しかし、同時に名案をひらめいた。苦しみをなくして、かつ金銭を得る方法だった。

その方法とは、まず、おれの友人にタイムマシンを発明した天才科学者がいるのだが、こいつを電話でここに呼ぶ。もちろん、タイムマシンは忘れずに持ってきてもらう。あとは簡単だ。現在の湯婆婆をタイムマシンで過去に送り、過去の美しい湯婆婆を現在に召喚するだけである。

われながら冴えている。おれは心のなかでガッツポーズをかました。

おれは湯婆婆に言った。
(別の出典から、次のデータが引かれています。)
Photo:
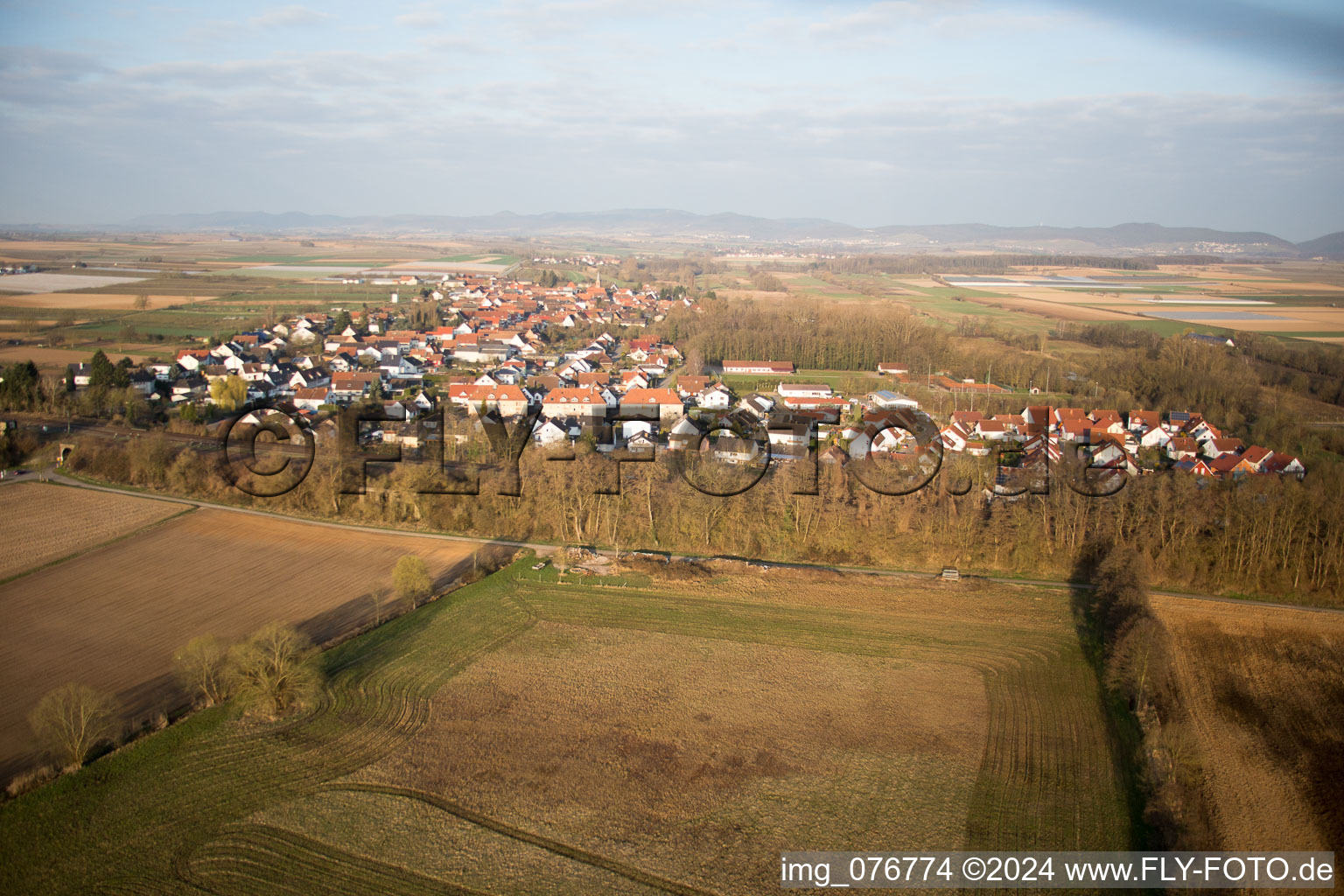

「少し待ってもらえませんか。天才科学者を呼びます」

「わかりました」

「ありがとう」湯婆婆の了承を得たので、おれは天才科学者に電話した。報奨金を山分けすると言ったら、喜んで駆けつけるとのことだった。

屋敷に来た天才科学者は、すかさず猟銃で湯婆婆に催眠薬(通常は鯨とかに使うやつ)を撃ち込んだ。湯婆婆が眠ったので、すぐにタイムマシンに乗せ、スイッチを入れると、大いびきをかく湯婆婆とタイムマシンは次元の彼方へと消えていった。


あれから10年が経つ。湯婆はいまだに帰ってこない。

デリヘルの依頼はおしゃかになり、おれは金を得ることができず、仕方なくコンビニのバイトを始めた。しかしこれが意外とハマり、今では店長を任されているまでになっていた。

おれは湯婆を待ち続けた。最初のうちは、報奨金を得るために待っていた。そりゃそうだ。あれほどの苦痛と恐怖を味わって何も報酬がないなど、とんだマゾプレイもいいところだ。

ところがだ。毎日待ち続けるうちに、おれの感情はだんだんと姿を変えていった。それは懐かしいようでもあり、切ないようでもある。誰もが知っているのだが、同時に誰もが大人になるにつれて忘れてしまう感情だった。

いつしか、おれは湯婆に恋をしていた。

むしろ、年老いた状態で帰ってきてくれ。そう願いながら、おれは今日もコンビニでレジを打っている。